Cela fait maintenant huit ans que le Conseil des droits de l’homme des Nations unies a adopté les UNGP. Ces principes directeurs sont depuis lors devenus le cadre de référence de la responsabilité des entreprises en matière de droits humains et d’environnement. Fin 2018, un guide spécifique basé sur ces principes a été publié pour le secteur suisse du négoce de matières premières ; celui-ci est censé guider les négociants dans la mise en œuvre de leur responsabilité. Selon l’association professionnelle des négociants en matières premières (Swiss Trading and Shipping Association, STSA), ce guide est déjà majoritairement mis en œuvre par le secteur et ne fait que codifier les pratiques actuelles. Cette affirmation est tout à fait surprenante. Seules certaines entreprises ont mentionné le guide dans leur réponse en réaction à notre rapport. Le reste des négociants n’ont pas jugé utile d’y faire référence.
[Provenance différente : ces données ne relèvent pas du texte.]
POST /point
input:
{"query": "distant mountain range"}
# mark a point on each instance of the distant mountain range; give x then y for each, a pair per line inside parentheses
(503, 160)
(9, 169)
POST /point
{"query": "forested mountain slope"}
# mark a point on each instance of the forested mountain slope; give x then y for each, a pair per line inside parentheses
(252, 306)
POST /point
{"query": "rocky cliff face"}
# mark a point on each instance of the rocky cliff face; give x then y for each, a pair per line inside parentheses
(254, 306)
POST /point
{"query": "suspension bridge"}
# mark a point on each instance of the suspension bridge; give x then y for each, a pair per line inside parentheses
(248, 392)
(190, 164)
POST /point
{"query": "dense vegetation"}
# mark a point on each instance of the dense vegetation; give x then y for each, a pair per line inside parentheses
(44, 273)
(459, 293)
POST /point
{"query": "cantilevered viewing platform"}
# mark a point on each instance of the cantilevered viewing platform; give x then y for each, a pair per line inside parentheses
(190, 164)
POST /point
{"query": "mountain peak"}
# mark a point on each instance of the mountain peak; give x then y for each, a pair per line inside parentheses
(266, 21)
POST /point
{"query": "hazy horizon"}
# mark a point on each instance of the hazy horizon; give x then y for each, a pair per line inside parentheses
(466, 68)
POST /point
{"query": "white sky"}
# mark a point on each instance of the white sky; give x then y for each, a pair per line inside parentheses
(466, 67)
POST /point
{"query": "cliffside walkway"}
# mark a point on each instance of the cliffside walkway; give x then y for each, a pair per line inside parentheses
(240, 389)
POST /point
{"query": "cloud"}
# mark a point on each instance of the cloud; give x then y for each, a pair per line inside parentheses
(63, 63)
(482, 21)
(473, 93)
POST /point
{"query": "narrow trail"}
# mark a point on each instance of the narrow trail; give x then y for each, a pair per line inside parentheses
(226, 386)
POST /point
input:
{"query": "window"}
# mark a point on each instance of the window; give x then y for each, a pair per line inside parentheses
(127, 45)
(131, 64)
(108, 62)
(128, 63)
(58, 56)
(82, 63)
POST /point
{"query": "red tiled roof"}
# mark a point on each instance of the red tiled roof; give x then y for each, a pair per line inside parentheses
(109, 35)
La déclaration UNDROP n’a quant à elle jamais été mentionnée dans les réponses des négociants. Sur la base des instruments de protection des droits humains reconnus à l’international, cette déclaration spécifie des droits fondamentaux comme le droit à un niveau de vie suffisant. Des revendications centrales comme le droits aux semences, à la terre et à la biodiversité sont également expliquées. La Suisse s’est prononcée en faveur de la déclaration UNDROP lors de l’assemblée générale des Nations unies en décembre 2018. Mais la Confédération semble toutefois peu disposée à s’engager pour que cet outil soit reconnu comme central pour la protection des droits humains sur les chaînes de valeur agricoles. Les entreprises ne font non plus pas cas de cette déclaration qu’elles ne mentionnent pas en tant qu’instrument adéquat.

Des mesures contraignantes sont nécessaires

De manière générale, aucune entreprise n’a remis en question notre analyse – elles ont seulement rejeté la faute sur leurs concurrents dans la plupart des cas. Comme nous l’expliquons également dans notre réponse aux réactions des entreprises : après des décennies d’auto-réglementation infructueuse de la part des entreprises, il est grand temps d’adopter des mesures contraignantes pour remédier aux problèmes du secteur. Il y a de toute façon trop peu à attendre des entreprises dans un avenir proche.